Cette crainte est entretenue par les études épidémiologiques nord-américaines qui montrent un accroissement de la morbi-mortalité liée à l’usage des opioïdes. En effet, dans les années 2000 aux Etats-Unis, des campagnes de promotion pour l’utilisation des analgésiques opioïdes avaient entraîné une augmentation significative du nombre de prescriptions et de consommateurs chroniques d’opioïdes, générant en outre un accroissement des problématiques addictives. Par la suite, en raison d’un changement de politique de santé, la prescription des opioïdes a diminué notablement, avec pour conséquence le développement du marché clandestin de molécules opioïdes, dont le degré de pureté variable a conduit à une forte augmentation des décès par overdose.14 En Europe et en Suisse en particulier, il semble que le problème soit moins important qu’aux Etats-Unis, toutefois les données sont peu étayées. De plus, les quelques études européennes disponibles indiquent une réelle augmentation des cas de surdosage et/ou de décès liés aux opioïdes.15
Une autre crainte majeure des professionnels de santé est que la co-administration d’un TBS avec des doses élevées d’antalgiques opioïdes augmente le risque de dépression centrale et respiratoire. Ce risque est en effet bien décrit, mais il est en réalité plus théorique que réel pour deux raisons: d’une part, la douleur pourrait servir d’antagoniste naturel aux effets dépresseurs des opioïdes et, d’autre part, la tolérance aux effets dépresseurs respiratoires se développe plus rapidement chez les patients recevant des opioïdes que chez les patients naïfs. L’expérience clinique montre en effet que pour les patients oncologiques par exemple, chez lesquels de fortes doses d’opioïdes sont fréquemment nécessaires, la dépression respiratoire reste un phénomène rare.16,17 Une surveillance clinique rapprochée et une augmentation lente et progressive de la posologie d’opioïdes permettent dans la plupart des cas de prévenir un risque éventuel.

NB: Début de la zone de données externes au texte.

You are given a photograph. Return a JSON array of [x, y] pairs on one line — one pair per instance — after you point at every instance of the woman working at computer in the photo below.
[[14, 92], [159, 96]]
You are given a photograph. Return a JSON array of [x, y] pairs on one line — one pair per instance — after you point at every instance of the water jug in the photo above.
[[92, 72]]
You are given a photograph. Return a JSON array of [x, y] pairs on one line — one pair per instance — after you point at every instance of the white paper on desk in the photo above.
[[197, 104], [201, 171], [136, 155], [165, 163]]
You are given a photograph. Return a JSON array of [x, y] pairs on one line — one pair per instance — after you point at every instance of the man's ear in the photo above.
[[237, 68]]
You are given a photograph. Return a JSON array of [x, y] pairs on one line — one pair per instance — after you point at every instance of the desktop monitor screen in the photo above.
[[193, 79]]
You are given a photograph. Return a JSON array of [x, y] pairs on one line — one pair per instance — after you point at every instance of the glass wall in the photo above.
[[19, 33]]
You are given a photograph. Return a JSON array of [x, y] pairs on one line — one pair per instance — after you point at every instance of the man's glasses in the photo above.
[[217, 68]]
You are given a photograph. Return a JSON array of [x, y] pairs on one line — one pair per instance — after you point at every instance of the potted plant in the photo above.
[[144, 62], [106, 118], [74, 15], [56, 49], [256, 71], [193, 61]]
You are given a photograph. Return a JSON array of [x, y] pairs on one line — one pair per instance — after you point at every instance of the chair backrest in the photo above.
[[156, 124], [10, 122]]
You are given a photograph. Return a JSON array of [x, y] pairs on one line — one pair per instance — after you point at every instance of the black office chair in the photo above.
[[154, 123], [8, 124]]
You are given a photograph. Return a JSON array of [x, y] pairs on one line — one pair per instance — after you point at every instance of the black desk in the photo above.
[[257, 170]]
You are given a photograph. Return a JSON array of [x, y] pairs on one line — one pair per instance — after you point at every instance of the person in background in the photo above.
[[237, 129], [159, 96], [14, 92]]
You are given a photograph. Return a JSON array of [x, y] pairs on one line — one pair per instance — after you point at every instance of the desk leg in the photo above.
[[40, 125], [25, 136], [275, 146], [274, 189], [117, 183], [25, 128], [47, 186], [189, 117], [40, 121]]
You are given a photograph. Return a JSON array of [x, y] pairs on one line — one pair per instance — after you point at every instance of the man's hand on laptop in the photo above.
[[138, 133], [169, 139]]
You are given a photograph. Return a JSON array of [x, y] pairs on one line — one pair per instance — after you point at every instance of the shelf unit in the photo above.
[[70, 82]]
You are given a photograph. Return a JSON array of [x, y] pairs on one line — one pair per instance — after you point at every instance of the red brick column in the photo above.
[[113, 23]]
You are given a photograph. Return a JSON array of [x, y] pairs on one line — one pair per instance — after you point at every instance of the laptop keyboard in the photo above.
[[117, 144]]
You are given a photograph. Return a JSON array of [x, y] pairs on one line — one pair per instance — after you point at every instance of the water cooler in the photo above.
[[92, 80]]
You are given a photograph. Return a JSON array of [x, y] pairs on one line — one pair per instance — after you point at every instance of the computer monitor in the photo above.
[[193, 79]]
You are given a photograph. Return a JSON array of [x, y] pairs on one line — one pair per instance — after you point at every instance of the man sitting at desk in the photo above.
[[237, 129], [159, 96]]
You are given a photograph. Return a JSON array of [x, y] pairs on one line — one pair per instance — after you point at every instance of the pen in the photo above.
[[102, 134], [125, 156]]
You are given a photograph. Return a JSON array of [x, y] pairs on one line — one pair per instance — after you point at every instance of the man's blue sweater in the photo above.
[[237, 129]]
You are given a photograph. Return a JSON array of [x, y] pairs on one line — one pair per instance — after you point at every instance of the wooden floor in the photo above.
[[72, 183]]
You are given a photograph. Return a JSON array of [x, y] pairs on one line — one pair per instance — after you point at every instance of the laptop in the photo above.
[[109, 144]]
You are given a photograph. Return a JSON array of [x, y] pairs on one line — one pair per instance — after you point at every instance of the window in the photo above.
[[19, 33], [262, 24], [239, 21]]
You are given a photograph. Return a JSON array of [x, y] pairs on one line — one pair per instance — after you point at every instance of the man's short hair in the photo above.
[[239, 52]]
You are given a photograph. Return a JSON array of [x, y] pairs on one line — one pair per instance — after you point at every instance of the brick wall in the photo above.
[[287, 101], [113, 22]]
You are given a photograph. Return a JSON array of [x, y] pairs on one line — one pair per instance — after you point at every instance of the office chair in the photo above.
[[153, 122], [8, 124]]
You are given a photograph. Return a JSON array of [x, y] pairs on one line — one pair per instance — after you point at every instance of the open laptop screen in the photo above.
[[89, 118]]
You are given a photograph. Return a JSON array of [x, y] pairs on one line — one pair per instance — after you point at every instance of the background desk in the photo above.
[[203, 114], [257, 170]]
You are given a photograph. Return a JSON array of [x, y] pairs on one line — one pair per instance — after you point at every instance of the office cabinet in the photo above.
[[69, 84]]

Enfin, nombre de professionnels de santé se demanderont si la plainte douloureuse peut être une tentative de manipulation du patient pour obtenir des opioïdes. Cette question place le professionnel de santé dans une position inconfortable et ambiguë, souvent d’autant plus marquée que ces patients peuvent avoir des réticences à évoquer leur parcours addictif. Il convient alors de se rappeler que ces patients sont plus fréquemment et plus intensément douloureux, qu’ils sont plus vulnérables et qu’une prise en charge insuffisante de leur douleur les expose à diverses conséquences négatives. De plus, une stratégie adaptée de repérage et d’évaluation de la douleur, ainsi qu’une bonne connaissance des signes de dépendance, d’intoxication aiguë et de sevrage aux diverses substances psychoactives, permettent de guider les professionnels.
La stratégie thérapeutique est conditionnée par l’étiologie, le type et l’intensité de la douleur, ainsi que par le TBS employé. Elle nécessite donc d’être individualisée. Certains principes généraux restent toutefois de mise, quels que soient la douleur et le TBS (figure 1).
Il convient en tout premier lieu d’établir un diagnostic et donc d’évaluer le type de douleur et son origine physiopathologique (nociceptive, fonctionnelle et/ou neuropathique). Il faut également rassurer le patient sur la prise en compte de sa douleur et l’informer sur les possibilités de le soulager au mieux, afin de réduire l’anxiété et d’établir ou de renforcer la relation de confiance. Cette alliance thérapeutique est la pierre angulaire du bon déroulement de la prise en charge et permet aux professionnels de santé de clarifier auprès et avec le patient la différence entre le traitement qui relève de l’addiction et celui qui relève de l’antalgie. Selon certains auteurs, la mise en place d’un contrat de soins peut parfois représenter une mesure thérapeutique utile.
La prise en charge générale de la douleur aiguë chez ces patients comprend dans tous les cas le maintien d’un TBS et la mise en place d’un traitement antalgique actif, efficace et adapté à l’intensité de la douleur et à son origine. Comme pour tous les patients présentant une douleur aiguë nociceptive, un traitement étiologique, des mesures non médicamenteuses et l’utilisation d’antalgiques non opioïdes (paracétamol, AINS, stéroïdes, co-analgésiques, myorelaxants) peuvent être mis en œuvre et sont souvent utiles, notamment en cas de douleurs légères à modérées. En cas de douleurs modérées à sévères, les antalgiques opioïdes s’avèrent parfois nécessaires et doivent alors être débutés dans les meilleurs délais. Dans ce cas, afin de diminuer la consommation totale d’antalgiques opioïdes, une stratégie d’analgésie multimodale doit d’autant plus être déployée.
Compte tenu des phénomènes de tolérance, un contrôle adéquat de la douleur chez les patients sous TBS nécessitera généralement des posologies d’opioïdes plus élevées que chez les sujets naïfs. Les prescriptions systématiques avec des doses de réserve devraient être préférées aux prescriptions en cas de besoin. En effet, permettre à la douleur de réapparaître avant d’administrer la prochaine dose provoque une souffrance et une anxiété inutiles et risque d’augmenter la tension entre patient et soignants.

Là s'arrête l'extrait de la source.